“When life sends a blizzard, make a snowman.”

We were not expecting the amount of snow that we were dealt. Debora and I planned this trip into the Bernese Oberland for a while – as sort of a pre-wedding honeymoon. Three days up in Wengen from Lauterbrunnen with trips up to Kleine Scheidegg for some sledging, and photographing! What we didn’t know was that we would be smacked in the face by feet of snow, howling winds, and freezing rain for three days…

We drove north from Ticino through the Gotthard tunnel to dreary skies and rain by the time we hit Interlaken. It wasn’t looking good for photos. We arrived in Lauterbrunnen and the famous falls were nothing more than a trickle. We couldn’t see any of the surrounding mountains. Not so good. Debora parked the car, we gathered our gear and luggage and headed to the train station that would take us to our hotel, halfway up the mountainside, to Wengen.

Protip: if you get a chance to stay in a SunStar Alpine Hotel in Switzerland – DO IT. Debora found an amazing 3-day deal, and everything was beyond top notch. The hotel concierge greeted us at the desk with a glass of traditional Swiss Glühwein, a served-hot alpine wine, for both of us before upgrading our room for free. The bottom floor of the hotel featured an indoor-pool, steam bath, sauna, massage parlor, and tanning salon. The in-house restaurant’s food was dynamite, and we met the hotel owner who personally served us our dinner one night. Truly a class-act, SunStar Wengen!

Our first real day-trip up to Kleine Scheidegg the next morning was, once again, cloudy, dreary skies with looming snowfall. By the time we got up to Kleine Scheidegg, it was total white-out conditions. The north face of the Eiger would show itself for moments and then be dissolved into whiteness and haze. I couldn’t even manage a shot due to the wind and ice. The day looked to be a total loss.
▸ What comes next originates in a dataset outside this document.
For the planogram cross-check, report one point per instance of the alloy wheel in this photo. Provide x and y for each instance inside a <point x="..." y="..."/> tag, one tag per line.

On our way back down to Wengen, we took a footpath where I was able to grab a nice shot of a snow-covered stream. The water was cold, but my boots kept me dry. As I was framing up my shot, Debora wanted to make a snowman, which of course, she did.

The next day was a bit better. I woke up at about 5am, and WOW! I could see why this room was an “upgraded” room! The view was stunning! You could see the whole Lauterbrunnen valley from this room, and what was better yet – it wasn’t snowing. We rushed out to grab the very first train up to Kleine Scheidegg, because I was yearning for an Eiger sunrise shot, and this morning looked promising.

The morning was starting to show pinkish hues and radiant oranges on the tips of nearby peaks. It was as if this train would never come. Waiting and waiting, as the clouds started to roll in more and more… It takes about 35 minutes to go from Wengen to Kleine Scheidegg, and I’m watching these colors get duller and duller…

In the pre-morning light, I found some compositions that I wasn’t expecting. When there’s bad weather, typically, you can forget about sunrises, or sunsets. When color isn’t there, you have to go for mood, texture, and contrast.

While still waiting for the sun to rise, Debora and I took a lift up to the Lauberhorn, which is very famous for its Ski World Cup Downhill races of which Debora had a keen interest in seeing.

We waited around at Restaurant Eigernordwand for the sun to rise, while the restaurant staff prepared tables and chairs for the morning skiiers. I was lucky enough to snap this shot of sunrise before getting the boot from the manager. I’d call it a success!